AUTHOR=Scott Jared M. , Gliske Stephen V. , Kuhlmann Levin , Stacey William C. TITLE=Viability of Preictal High-Frequency Oscillation Rates as a Biomarker for Seizure Prediction JOURNAL=Frontiers in Human Neuroscience VOLUME=14 YEAR=2021 URL=https://www.frontiersin.org/journals/human-neuroscience/articles/10.3389/fnhum.2020.612899 DOI=10.3389/fnhum.2020.612899 ISSN=1662-5161 ABSTRACT=

Motivation: There is an ongoing search for definitive and reliable biomarkers to forecast or predict imminent seizure onset, but to date most research has been limited to EEG with sampling rates <1,000 Hz. High-frequency oscillations (HFOs) have gained acceptance as an indicator of epileptic tissue, but few have investigated the temporal properties of HFOs or their potential role as a predictor in seizure prediction. Here we evaluate time-varying trends in preictal HFO rates as a potential biomarker of seizure prediction.
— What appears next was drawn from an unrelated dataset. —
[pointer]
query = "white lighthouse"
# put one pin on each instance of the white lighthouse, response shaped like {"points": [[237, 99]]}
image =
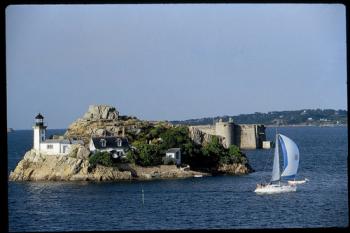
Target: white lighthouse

Methods: HFOs were identified for all interictal and preictal periods with a validated automated detector in 27 patients who underwent intracranial EEG monitoring. We used LASSO logistic regression with several features of the HFO rate to distinguish preictal from interictal periods in each individual. We then tested these models with held-out data and evaluated their performance with the area-under-the-curve (AUC) of their receiver-operating curve (ROC). Finally, we assessed the significance of these results using non-parametric statistical tests.

Results: There was variability in the ability of HFOs to discern preictal from interictal states across our cohort. We identified a subset of 10 patients in whom the presence of the preictal state could be successfully predicted better than chance. For some of these individuals, average AUC in the held-out data reached higher than 0.80, which suggests that HFO rates can significantly differentiate preictal and interictal periods for certain patients.

Significance: These findings show that temporal trends in HFO rate can predict the preictal state better than random chance in some individuals. Such promising results indicate that future prediction efforts would benefit from the inclusion of high-frequency information in their predictive models and technological architecture.